When she said she needed you, I understand why you’d go running.

But this is wrong, Isla. I know you know that.

” I leaned forward as much as I could. “Sometimes our parents turn out to be monsters. Trust me. I know.”

She whirled around, tears streaming down her pale cheeks. “I’m sorry, Kit,” she said.

Then she fled. Wordlessly, without looking back at me, she slipped past the doctor and vanished into the corridor.

Alone, again.

I stared at the silver restraints around my wrists, tested them half-heartedly. The metal burned against my skin but held firm. Around me, the medical equipment hummed with quiet efficiency.

A dark thought crept in, unbidden: Would it be better to end this now? While I still have a choice?

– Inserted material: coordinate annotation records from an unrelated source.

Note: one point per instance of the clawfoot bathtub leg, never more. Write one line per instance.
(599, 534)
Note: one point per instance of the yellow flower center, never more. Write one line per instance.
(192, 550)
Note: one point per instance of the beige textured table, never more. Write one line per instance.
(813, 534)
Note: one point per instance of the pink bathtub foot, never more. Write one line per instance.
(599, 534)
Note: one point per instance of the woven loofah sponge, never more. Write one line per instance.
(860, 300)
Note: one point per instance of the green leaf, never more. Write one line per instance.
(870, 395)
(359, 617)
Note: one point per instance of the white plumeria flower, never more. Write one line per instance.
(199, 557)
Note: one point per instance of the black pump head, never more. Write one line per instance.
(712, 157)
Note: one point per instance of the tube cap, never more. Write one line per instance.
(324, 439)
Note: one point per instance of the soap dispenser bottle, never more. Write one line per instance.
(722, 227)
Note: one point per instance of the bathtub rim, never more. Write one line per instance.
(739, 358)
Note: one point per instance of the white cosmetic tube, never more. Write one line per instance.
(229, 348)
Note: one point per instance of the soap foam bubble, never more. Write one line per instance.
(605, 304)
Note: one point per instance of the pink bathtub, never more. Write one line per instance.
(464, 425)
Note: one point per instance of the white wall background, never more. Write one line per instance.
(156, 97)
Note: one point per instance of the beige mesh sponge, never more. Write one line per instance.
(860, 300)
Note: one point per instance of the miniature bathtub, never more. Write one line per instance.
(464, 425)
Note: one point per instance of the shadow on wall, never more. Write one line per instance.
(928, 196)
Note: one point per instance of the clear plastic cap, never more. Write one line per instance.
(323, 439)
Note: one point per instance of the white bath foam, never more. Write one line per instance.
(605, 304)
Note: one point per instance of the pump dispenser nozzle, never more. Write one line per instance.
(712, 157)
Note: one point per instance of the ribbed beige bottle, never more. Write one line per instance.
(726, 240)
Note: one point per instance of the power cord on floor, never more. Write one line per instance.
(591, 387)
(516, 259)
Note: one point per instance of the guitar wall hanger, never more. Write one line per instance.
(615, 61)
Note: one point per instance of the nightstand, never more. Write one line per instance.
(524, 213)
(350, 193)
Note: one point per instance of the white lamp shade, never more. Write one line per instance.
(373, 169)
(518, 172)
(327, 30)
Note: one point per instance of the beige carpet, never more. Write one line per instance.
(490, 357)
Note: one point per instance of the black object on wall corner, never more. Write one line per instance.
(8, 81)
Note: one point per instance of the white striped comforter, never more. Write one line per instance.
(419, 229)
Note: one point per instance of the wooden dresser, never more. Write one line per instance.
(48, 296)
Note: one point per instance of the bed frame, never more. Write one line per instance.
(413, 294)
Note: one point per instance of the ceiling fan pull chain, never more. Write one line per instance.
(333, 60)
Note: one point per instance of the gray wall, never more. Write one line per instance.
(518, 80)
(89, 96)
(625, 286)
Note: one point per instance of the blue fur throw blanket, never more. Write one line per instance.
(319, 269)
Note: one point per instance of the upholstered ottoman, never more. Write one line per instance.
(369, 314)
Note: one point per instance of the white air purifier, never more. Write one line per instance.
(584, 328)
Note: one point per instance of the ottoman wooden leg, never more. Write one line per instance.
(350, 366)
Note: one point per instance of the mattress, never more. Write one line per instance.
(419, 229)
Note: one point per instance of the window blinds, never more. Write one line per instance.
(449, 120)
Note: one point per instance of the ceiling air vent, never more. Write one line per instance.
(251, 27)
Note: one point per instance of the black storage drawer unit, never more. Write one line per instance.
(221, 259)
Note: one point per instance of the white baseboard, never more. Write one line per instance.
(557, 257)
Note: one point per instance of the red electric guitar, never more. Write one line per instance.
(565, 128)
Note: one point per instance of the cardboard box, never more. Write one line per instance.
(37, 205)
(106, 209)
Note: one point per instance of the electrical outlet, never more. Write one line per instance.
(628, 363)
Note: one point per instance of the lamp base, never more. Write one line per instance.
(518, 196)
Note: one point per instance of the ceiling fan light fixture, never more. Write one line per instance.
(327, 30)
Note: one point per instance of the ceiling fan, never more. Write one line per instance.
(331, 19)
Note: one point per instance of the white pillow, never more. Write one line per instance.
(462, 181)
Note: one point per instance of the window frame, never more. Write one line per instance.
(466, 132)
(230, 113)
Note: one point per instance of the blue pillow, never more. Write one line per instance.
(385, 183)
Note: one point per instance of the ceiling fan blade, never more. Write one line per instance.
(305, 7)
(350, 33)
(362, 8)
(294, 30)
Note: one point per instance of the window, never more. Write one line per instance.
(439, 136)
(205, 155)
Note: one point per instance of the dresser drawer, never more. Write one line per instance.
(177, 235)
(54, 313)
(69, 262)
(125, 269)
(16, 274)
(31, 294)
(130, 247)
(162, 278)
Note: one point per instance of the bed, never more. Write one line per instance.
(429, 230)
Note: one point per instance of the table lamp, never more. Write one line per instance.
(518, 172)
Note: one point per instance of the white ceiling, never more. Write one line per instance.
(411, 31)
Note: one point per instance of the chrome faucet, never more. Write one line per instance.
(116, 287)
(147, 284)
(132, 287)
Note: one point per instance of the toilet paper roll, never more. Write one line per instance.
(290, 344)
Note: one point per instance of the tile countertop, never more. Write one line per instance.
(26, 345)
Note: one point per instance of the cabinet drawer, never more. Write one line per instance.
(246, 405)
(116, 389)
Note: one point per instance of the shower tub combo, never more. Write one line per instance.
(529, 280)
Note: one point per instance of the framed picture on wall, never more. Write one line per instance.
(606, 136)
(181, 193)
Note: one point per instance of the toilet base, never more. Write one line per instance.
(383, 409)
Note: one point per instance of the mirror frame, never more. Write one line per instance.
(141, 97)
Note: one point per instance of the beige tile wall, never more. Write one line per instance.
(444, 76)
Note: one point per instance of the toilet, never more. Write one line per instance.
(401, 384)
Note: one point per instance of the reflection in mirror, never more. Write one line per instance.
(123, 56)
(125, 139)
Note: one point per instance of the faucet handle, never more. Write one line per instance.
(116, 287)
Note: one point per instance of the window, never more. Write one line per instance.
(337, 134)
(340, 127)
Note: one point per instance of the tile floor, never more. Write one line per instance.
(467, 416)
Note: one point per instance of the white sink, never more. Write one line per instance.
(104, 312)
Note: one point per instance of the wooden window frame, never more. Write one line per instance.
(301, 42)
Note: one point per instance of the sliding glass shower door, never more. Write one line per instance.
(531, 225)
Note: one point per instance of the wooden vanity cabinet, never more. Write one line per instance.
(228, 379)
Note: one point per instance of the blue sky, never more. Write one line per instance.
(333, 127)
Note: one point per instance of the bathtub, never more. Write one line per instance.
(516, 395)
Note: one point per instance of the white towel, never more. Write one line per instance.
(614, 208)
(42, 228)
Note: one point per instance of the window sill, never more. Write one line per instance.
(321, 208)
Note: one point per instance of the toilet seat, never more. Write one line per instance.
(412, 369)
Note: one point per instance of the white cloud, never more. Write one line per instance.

I catalogued the room’s contents. Scalpels in that cabinet. Probably locked, but the glass would break easily enough. Or the IV stand—heavy enough to do damage if I could get the restraints off. If I became too much of a liability, they’d have to shoot me.

No.

If I was going to die, it wouldn’t be without a fight. And maybe… maybe there was still a chance. Maybe the chip wouldn’t work. Maybe Isla—

The door opened. Theatre scrubs this time, wheeling a gurney.

“Time to go.”

I stood up.

The corridors blurred past—endless white walls punctuated by doors I’d never see again, if Isla’s information about them transferring me was to be believed. The guards flanked me, their boots echoing against polished floors that reeked of disinfectant and despair.

The operating theatre doors loomed ahead. Heavy steel with reinforced glass windows, the kind designed to contain more than just sound.

They swung open with a pneumatic hiss. Surgical lights blazed overhead, casting everything in stark, merciless white. Monitors lined the walls, screens dark but ready. The smell of antiseptic burned my nostrils, but underneath lurked something sharper—the metallic tang of silver.

The operating table dominated the centre. Not just any table. This one was built for wolves. A Greywatch specialty. A silver restraint system, arms and legs secured separately, head brace designed to immobilise completely.

And there, motionless in the corner like a robot waiting for orders, stood my father.

He didn’t acknowledge me. Didn’t even look in my direction. Just another piece of equipment in the room.

“On the table.”

I didn’t struggle. What was the point? The guards unlocked my current restraints, and I climbed onto the cold metal surface, lying back whilst they secured me properly this time.

Silver restraints clicked into place around my wrists, ankles, across my chest. The head brace locked my skull in position, leaving me staring directly into those blazing lights. My wolf whimpered somewhere deep inside.

Cold hands tilted my head forward, exposing the base of my skull. Then the buzz of clippers shaving a section of hair away. Preparing the canvas.

Machines beeped around me, monitoring vital signs I couldn’t control. Heart rate climbing. Blood pressure spiking. The body’s honest response to impending violation.

Someone entered—tall, grey-haired. The surgeon? He certainly moved with the sort of authority that came from years of cutting into unwilling subjects.

“I was told my existing chip was too embedded to remove safely,” I said, watching his face for any reaction. “Are you replacing it or leaving both in there? What exactly are you putting in my head?” My voice rose slightly. “I surely have a right to know.”

His gaze only skirted past me. He might as well have been examining a corpse for all the humanity he afforded me. He didn’t see me as human enough to deserve answers. I was just another asset to be upgraded, modified, optimised for their purposes.